Setelah dewasa, Chiellini malah bersyukur didikan dari ibunya tersebut. Bagi Chiellini, pendidikan sebenarnya bukan sebuah beban tetapi cara yang tepat untuk dirinya agar berpikir lebih tajam dalam membuat keputusan, di dalam dan diluar lapangan hijau.
"Jika kamu tidak dapat berpikir tepat di dalam lapangan kamu tidak akan mencapai level tertinggi di sepak bola. Pendidikan menolong saya di kehidupan dan di sepak bola" kata Chiellini.
Belajar sambil melakukan aktivitas pesepakbola bukanlah hal yang mudah tetapi Chielliini mengatakan bahwa jika bisa mengatur waktu dengan mudah maka hal itu bukanlah hal yang tidak mungkin dilakukan.
Chiellini juga menambahkan bahwa jaman sekarang tidaklah sulit untuk seorang pesepakbola meraih gelar sarjana atau master karena ada berbagai universitas yang menawarkan program studi online atau program khusus untuk atlet, asal ada kemauan dari sang atlet sendiri.
"Sebagai pemain sepak bola, di usia 20 tahun Anda merasa tidak bisa dihancurkan dan bisa melakukan apa pun dalam sepakbola. Tapi pada 35 karir Anda lebih atau kurang selesai. Anda kemudian memiliki sisa hidup Anda di depan Anda, dan hanya bisa bermain sepakbola saja tidak cukup" - ujar Chiellini.
Pada kenyataannya apa yang dikatakan oleh Chiellini melalui program "Mind The Gap" ada benarnya.
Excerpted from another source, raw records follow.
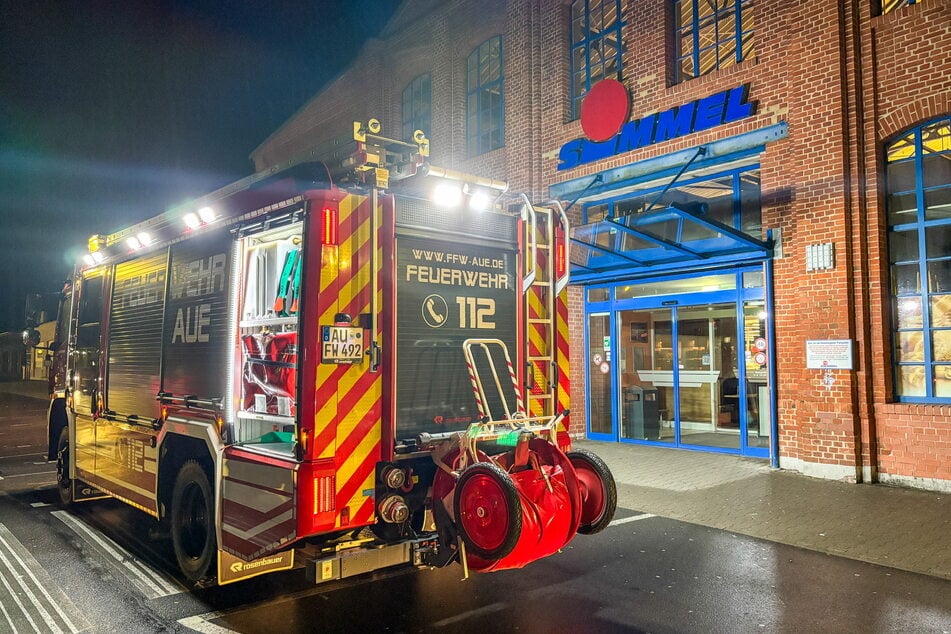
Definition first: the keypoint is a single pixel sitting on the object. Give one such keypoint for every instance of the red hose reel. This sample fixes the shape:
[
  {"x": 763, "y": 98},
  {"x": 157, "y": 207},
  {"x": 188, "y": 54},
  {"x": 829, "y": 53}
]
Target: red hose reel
[{"x": 524, "y": 504}]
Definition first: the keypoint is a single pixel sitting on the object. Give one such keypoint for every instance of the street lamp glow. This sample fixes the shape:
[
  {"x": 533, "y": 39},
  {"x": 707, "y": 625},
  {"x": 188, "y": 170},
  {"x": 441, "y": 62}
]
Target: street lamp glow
[
  {"x": 479, "y": 201},
  {"x": 447, "y": 195},
  {"x": 207, "y": 215}
]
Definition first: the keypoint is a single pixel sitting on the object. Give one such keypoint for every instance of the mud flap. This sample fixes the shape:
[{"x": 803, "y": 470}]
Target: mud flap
[{"x": 232, "y": 569}]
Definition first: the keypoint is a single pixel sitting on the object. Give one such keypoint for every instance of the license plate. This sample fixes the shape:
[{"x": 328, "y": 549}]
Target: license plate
[{"x": 341, "y": 344}]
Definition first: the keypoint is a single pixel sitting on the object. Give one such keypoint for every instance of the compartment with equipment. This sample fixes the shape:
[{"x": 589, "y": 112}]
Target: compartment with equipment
[{"x": 271, "y": 257}]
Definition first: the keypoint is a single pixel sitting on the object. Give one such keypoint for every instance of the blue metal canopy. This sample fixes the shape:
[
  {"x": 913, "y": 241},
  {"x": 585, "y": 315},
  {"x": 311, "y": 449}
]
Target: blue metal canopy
[{"x": 661, "y": 240}]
Bayak pesepakbola yang setelah pensiun bingung mengatur kehidupannya karena tidak memiliki dukungan pendidikan yang cukup.
Meski banyak yang bisa menjadi pelatih tetapi kesempatan untuk hal tersebut tidaklah banyak tersedia, tetapi posisi-posisi lain seperti posisi manajemen mengharuskan pemain sepak bola harus memiliki kompetensi lain agar dapat melaksanakan tugas dengan baik. Perlu ada kesiapan yang sungguh agar pesepakbola dapat menjalani karir keduanya yaitu setelah pensiun sebagai pesepakbola.
Selain itu ada pelopor gerakan Common Goal dan gelandang Manchester United, Juan Mata yang merupakan seorang sarjana jurusan jurnalisme Universitas Madrid dan Marketing and Sports Science di Universitas Manchester. Tulisan tentang program Common Goal yang menarik dapat dibaca di sini.
Lalu kiper Liverppol, Simon Mignolet yang meraih gelar ilmu politik di Catholic University of Lueven serta menguasai 4 bahasa yaitu Inggris, Prancis, Belanda dan Jerman.
Alasan Keseriusan FIFPro untuk Program ini
Berbagai data statistik memang mengharuskan FIFPro agar semakin serius menggarap kampanye ini. Kenyataan bahwa hanya 13 persen pemain sepakbola aktif di Eropa yang memiliki kualifikasi pendidikan tinggi. Menjadi salah satu alasan.